JEFFERSON CITY — Missouri gambling regulators voted Wednesday to close an aging St. Louis river boat casino, claiming the owners have intentionally slowed gambling and thus limited state revenue.
The Missouri Gaming Commission voted 4-0 to revoke the license of the President Casino. It would close by July 1, but the casino still could request a hearing challenging the decision.
"There is a pattern of deliberately putting the President Casino in decline," Commission Chairman James Mathewson said.
Casino revenue has become a more important part of the state's economy since Missouri legalized casino gambling in 1993. State taxes on casinos go largely to education.
The commission's order for disciplinary action states that the company has removed slot machines and game tables and reduced food options and staff. Revenue at the President Casino has declined 48 percent since Pinnacle bought the casino in 2006.
"That casino can generate more and should generate more," Commission Executive Director Gene McNary said.
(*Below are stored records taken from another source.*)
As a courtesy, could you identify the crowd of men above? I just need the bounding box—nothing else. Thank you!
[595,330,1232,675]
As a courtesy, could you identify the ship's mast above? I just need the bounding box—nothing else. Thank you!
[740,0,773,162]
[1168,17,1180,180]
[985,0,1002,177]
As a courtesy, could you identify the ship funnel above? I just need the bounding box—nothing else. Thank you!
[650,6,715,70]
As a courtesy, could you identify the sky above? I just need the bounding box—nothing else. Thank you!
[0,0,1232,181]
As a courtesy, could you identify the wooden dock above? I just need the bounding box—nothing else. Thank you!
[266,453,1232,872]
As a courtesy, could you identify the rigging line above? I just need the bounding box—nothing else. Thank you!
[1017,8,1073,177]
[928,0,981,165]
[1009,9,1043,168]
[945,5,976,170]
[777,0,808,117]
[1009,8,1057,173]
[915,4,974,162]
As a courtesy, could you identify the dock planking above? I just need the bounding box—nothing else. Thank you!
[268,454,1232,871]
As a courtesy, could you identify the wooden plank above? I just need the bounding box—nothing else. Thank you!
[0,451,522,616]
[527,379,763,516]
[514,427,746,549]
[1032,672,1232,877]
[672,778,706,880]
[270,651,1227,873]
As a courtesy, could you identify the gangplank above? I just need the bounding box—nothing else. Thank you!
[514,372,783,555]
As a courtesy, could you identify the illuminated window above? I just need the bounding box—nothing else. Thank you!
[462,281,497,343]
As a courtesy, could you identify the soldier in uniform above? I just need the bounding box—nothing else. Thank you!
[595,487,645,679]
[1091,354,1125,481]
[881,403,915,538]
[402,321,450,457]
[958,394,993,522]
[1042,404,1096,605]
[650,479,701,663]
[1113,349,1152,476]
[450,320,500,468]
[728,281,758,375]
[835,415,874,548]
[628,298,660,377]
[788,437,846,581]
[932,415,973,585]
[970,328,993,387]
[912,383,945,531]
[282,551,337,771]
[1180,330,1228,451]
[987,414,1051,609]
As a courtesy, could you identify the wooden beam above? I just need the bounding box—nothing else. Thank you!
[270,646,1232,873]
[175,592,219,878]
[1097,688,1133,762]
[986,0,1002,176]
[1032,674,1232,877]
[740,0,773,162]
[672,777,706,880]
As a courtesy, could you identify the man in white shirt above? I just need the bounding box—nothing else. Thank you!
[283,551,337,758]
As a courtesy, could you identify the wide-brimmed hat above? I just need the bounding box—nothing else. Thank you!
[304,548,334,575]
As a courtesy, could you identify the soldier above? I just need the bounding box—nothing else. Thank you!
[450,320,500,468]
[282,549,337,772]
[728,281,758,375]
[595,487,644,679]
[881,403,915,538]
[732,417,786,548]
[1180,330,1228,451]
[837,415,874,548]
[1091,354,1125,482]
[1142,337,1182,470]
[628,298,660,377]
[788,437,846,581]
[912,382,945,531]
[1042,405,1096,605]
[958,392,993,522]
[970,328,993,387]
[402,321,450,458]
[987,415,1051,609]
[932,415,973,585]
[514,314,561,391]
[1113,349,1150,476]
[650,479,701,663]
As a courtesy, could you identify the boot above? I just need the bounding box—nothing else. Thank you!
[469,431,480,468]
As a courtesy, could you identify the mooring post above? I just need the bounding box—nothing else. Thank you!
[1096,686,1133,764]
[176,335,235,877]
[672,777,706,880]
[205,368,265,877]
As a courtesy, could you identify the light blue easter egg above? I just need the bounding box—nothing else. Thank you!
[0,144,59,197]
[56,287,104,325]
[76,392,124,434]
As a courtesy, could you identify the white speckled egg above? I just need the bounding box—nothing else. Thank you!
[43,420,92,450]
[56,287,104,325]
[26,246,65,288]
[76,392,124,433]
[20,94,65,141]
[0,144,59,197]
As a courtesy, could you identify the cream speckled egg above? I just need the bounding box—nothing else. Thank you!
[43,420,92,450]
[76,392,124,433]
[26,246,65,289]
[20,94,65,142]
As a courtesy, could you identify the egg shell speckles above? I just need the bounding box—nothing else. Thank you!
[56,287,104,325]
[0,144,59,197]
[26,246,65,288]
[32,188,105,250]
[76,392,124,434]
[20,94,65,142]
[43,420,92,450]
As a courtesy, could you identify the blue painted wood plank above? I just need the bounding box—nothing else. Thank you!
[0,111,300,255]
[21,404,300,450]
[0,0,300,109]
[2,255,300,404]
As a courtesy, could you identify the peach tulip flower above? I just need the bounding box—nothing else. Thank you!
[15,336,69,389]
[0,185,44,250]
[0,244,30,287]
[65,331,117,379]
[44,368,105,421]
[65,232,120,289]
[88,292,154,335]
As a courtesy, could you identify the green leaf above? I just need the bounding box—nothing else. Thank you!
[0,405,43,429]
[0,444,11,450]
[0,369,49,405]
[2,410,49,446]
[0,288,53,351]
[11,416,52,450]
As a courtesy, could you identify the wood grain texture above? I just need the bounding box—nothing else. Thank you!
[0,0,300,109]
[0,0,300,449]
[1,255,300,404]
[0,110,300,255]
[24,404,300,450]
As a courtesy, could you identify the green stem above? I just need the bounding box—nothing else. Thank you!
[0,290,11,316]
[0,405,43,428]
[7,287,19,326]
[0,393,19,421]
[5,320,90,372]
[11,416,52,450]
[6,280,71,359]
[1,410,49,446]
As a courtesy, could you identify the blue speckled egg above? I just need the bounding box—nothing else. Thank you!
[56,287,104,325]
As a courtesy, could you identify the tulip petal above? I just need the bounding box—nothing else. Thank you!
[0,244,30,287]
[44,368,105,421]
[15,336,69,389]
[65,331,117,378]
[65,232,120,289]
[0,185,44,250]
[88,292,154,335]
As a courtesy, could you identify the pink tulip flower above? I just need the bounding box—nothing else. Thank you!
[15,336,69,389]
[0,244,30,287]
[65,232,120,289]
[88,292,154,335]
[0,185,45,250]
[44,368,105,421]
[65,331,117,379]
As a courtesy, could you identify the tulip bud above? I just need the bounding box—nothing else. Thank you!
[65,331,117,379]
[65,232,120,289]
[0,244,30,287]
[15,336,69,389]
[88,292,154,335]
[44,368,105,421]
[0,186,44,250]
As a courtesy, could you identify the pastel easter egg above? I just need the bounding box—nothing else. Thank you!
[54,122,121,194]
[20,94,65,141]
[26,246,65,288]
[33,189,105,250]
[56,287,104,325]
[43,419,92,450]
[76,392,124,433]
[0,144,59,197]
The order states that the decline in services has "turned a valuable gaming license into an unproductive and substandard casino operation which is harmful to our state and its people."
Pinnacle Entertainment Inc., which owns the casino, is studying its legal options, said spokeswoman Pauline Yoshihashi.
"We are shocked and completely dismayed by the committee's actions," Yoshihashi told The Associated Press. "We've put forth viable plans to either repair or replace the vessel, we've dealt with them in good faith."
Yoshihashi said Pinnacle has paid millions in state and local tax revenues and has created thousands of jobs. She said the casino's decline is due to the economy.
St. Louis City Mayor Francis Slay sent a letter to the commission Tuesday asking for the casino to stay open.
The President Casino sits on the century-old Admiral riverboat permanently moored on the Mississippi River near the Gateway Arch. It is the smallest casino among the six in the St. Louis area and the only one that sits on a riverboat and directly on the river. Flooding over the past several years has frequently forced temporary closures.
The boat needs significant repairs and is unlikely to be certified to carry passengers after July.
Pinnacle owns the nearby Lumiere Place casino. Mathewson said the company has a deliberate policy not to compete with the Lumiere.
In 2009, the President Casino took $23.3 million in revenue, compared with $181.1 million by Lumiere Place, according to the commission.
"Pinnacle is not going to send people to the President when they have the Lumiere up the street," McNary said.
Last year, Pinnacle approached the Missouri Gaming Commission about the possibility of moving the President Casino to a different location. No formal request was ever made, though, after the commission ruled that moving or replacing the President Casino would require Pinnacle to obtain a new license.
Closing the President Casino could affect the entire state by allowing another company to get a casino permit. The number of casinos allowed in Missouri was capped at 13 by a 2008 voter-approved law.
McNary said Pinnacle is "holding the license hostage" and that other companies have expressed interest in buying the license.
Besides the President Casino and Lumiere Place, Pinnacle plans to open a third St. Louis-area casino, in south St. Louis County, in March.